Quid des autres acteurs du CNT tel que Affi n’guessan?

Les procédures les concernant se poursuivent. Celles-ci suivent leur cours et l’on a pu récemment assister à l’interpellation du président de la JPDCI rurale qui avait joué un rôle actif dans la crise de 2020.

Les dispositions de la loi 2005-201 du 16 juin 2005 ainsi que l'article 4 du code électoral sont donc un moyen réel de purger la classe politique ivoirienne des hommes politiques violents qui, par des mots d'ordre, endeuillent régulièrement la Côte d’Ivoire. À l'approche des élections du 25 octobre 2025, tous les hommes politiques doivent savoir qu'un arsenal juridique existe pour les empêcher définitivement de nuire en les privant de toute participation au jeu électoral qui est la substance même de la démocratie et de l’action politique.

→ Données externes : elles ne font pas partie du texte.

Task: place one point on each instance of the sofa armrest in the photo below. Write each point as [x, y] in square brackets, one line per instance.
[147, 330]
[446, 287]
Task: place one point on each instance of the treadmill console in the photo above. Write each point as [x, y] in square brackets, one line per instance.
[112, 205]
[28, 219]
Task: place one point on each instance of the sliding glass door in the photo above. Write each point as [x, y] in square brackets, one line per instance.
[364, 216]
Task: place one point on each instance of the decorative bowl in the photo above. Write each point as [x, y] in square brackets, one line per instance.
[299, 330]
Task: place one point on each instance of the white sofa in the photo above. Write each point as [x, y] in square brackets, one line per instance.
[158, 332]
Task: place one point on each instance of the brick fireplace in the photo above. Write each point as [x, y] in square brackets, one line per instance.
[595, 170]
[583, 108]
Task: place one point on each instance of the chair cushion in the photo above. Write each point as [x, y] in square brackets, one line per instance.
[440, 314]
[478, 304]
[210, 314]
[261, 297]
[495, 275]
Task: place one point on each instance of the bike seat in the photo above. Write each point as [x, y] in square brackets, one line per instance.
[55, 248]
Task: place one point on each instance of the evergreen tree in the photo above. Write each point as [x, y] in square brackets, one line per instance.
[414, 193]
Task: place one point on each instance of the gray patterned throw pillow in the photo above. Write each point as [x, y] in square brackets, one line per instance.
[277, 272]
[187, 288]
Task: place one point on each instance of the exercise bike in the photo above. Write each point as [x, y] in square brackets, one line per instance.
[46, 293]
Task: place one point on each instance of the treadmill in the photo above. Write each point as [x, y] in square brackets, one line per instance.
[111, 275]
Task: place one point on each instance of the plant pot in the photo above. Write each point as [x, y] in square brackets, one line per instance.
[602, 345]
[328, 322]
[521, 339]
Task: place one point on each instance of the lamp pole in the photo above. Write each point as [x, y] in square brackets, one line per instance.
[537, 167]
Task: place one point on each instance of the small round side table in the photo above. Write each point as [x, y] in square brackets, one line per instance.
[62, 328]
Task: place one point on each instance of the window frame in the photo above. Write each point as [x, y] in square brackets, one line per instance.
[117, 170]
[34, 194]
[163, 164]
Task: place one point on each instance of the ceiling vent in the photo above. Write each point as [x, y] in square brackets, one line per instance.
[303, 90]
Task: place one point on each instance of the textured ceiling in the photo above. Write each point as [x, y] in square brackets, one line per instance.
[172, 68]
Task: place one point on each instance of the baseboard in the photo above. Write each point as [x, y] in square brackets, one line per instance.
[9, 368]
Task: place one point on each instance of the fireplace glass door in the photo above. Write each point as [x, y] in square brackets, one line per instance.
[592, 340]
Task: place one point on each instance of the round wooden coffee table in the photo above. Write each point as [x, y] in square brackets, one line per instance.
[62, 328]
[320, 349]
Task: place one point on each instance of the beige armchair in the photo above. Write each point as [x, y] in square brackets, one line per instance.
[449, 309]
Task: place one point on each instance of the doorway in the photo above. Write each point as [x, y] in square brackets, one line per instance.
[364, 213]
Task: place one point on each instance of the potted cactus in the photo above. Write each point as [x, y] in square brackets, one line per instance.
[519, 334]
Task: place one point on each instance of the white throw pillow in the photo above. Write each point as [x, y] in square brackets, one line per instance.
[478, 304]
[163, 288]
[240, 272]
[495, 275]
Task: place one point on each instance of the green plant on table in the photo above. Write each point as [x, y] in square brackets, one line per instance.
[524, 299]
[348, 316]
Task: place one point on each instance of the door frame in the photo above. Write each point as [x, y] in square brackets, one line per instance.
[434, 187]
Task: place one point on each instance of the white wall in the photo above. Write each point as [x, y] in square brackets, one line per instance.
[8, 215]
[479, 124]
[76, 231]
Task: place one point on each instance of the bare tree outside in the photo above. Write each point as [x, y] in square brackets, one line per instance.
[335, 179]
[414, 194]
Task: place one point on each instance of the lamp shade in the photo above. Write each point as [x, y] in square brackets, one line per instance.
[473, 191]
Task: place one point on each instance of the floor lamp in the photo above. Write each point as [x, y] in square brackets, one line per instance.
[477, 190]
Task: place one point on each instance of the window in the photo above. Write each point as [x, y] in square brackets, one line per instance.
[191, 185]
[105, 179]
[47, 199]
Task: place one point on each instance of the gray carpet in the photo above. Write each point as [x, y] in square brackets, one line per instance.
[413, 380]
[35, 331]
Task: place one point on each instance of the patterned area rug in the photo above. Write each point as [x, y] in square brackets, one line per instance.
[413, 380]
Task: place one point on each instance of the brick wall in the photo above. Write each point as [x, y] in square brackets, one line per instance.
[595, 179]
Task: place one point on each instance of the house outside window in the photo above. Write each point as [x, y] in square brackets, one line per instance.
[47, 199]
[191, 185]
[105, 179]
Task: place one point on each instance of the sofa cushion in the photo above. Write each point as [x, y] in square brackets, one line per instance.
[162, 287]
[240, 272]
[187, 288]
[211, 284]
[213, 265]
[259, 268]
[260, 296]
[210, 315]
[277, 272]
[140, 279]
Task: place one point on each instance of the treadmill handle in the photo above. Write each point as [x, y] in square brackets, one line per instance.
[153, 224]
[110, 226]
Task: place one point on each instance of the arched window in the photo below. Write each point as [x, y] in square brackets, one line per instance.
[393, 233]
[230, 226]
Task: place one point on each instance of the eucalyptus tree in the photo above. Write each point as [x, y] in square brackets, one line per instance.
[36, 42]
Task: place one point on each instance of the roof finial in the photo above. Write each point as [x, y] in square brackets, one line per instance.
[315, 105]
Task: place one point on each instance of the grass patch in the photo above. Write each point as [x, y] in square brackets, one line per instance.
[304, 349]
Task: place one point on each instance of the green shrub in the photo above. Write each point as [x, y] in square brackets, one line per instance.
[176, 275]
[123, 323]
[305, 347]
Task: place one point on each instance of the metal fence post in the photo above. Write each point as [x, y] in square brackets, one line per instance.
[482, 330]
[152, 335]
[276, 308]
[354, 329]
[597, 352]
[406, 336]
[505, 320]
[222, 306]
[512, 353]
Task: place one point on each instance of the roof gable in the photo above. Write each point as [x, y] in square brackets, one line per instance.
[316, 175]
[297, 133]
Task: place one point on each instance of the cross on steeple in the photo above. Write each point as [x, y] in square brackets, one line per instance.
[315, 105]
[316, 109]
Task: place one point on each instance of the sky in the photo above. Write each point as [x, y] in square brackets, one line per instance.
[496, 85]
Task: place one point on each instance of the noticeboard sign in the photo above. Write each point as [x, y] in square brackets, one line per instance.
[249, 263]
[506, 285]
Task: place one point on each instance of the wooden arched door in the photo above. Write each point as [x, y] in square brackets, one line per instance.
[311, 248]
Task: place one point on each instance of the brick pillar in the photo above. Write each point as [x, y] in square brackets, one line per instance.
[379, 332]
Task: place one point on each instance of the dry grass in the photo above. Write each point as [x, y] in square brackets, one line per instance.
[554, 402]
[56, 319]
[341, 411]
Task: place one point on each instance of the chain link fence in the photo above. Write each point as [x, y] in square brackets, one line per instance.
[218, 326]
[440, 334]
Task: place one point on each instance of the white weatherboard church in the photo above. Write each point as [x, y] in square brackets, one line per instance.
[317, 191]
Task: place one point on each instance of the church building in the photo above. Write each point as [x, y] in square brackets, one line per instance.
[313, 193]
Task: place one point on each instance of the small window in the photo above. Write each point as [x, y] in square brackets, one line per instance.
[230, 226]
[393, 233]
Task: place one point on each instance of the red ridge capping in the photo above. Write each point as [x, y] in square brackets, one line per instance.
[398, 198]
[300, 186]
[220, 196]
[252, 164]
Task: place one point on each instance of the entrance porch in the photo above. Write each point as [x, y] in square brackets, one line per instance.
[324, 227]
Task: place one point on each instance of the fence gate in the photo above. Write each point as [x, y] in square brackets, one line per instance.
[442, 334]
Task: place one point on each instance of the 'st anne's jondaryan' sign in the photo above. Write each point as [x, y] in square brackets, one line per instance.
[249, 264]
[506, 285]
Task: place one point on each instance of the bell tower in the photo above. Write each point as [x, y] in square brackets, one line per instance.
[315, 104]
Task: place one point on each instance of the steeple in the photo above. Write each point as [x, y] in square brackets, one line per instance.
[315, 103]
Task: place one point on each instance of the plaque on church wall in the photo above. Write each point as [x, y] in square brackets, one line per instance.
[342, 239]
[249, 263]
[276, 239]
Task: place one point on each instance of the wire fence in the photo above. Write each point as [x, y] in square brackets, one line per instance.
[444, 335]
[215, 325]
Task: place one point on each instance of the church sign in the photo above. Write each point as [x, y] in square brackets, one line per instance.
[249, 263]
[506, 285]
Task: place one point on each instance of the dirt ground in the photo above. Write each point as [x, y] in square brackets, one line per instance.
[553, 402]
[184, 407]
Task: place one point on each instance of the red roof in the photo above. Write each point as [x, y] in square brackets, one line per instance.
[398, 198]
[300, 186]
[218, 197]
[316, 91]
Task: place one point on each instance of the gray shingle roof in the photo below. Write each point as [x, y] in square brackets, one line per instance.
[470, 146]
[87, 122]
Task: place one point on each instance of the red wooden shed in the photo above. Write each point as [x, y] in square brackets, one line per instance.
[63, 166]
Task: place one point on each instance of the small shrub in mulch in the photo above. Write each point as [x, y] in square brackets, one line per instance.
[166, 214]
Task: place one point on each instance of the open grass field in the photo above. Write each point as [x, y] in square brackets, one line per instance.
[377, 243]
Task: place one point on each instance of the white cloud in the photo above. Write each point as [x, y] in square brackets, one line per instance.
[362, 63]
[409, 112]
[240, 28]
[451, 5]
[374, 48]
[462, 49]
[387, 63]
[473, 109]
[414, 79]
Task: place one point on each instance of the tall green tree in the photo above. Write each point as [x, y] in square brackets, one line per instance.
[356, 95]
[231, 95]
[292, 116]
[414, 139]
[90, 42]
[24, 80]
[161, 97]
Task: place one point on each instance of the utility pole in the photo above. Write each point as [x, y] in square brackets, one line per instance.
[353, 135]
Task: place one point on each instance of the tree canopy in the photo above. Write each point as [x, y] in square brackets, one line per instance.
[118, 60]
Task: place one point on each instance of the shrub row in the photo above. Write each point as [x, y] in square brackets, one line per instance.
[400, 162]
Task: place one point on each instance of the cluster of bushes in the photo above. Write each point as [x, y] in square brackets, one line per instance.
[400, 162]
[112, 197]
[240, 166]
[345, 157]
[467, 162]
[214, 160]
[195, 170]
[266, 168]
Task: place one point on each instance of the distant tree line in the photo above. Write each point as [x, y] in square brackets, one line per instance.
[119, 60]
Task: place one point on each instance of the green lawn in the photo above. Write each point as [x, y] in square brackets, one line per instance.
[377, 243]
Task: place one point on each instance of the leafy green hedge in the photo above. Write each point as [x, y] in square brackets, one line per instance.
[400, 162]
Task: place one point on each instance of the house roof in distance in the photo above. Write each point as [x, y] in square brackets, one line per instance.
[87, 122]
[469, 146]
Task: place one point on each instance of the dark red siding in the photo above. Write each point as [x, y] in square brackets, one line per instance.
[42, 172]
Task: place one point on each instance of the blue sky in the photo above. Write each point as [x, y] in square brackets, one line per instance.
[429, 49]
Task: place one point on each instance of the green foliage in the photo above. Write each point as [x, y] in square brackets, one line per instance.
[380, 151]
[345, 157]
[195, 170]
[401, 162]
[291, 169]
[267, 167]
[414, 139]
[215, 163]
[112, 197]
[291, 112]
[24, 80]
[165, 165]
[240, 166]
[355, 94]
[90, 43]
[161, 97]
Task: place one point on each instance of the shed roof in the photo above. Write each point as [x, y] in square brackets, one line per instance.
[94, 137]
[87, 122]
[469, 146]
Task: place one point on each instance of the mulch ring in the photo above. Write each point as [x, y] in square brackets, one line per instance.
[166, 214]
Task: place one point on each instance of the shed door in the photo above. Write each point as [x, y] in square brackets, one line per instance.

L'amnistie ne doit plus bénéficier aux acteurs politiques violents

Visiblement, l'amnistie prise par le président Alassane Ouattara le 6 aout 2018 a permis de réinsérer dans le jeu politique un grand nombre de politiciens qui n'ont pas encore compris le sens de cet acte de clémence qui vise à favoriser la réconciliation nationale. Il en est ainsi de plusieurs cadres du PPA-CI qui, aujourd’hui, font le dos rond, alors qu’ils auraient dû se voir appliquer l’article 4 du code électoral et mis hors du débat politique. Aucun homme politique ne doit être au-dessus de la loi.

L'amnistie initiée par des hommes politiques pour d'autres hommes politiques doit cesser afin de mettre définitivement fin au cycle de la violence que connaît la Côte d’Ivoire à la faveur des élections depuis 1995 marqué par le premier boycott actif de l'histoire de la Côte d’Ivoire. 

Il faut rappeler que le boycott actif est un cocktail composé d'actes terroristes, d’homicides, de violences et d'atteinte à l'autorité de l'Etat qui sont pour la plupart des infractions criminelles. La perpétration de ces actes de violence doit permettre de sortir du jeu électoral, partant du jeu politique, les politiciens violents.

La mise en garde du ministre d'Etat, Kouassi Kobenan Adjoumani, lors de la dernière conférence de presse du RHDP doit être perçue comme un conseil à certains acteurs afin qu'ils ne franchissent pas la ligne rouge. La loi est dure, mais c'est la loi. Et comme l'a indiqué un artiste en vogue, "amagninrin, y a pas pitié dedans". Les acteurs politiques doivent se le tenir pour dit.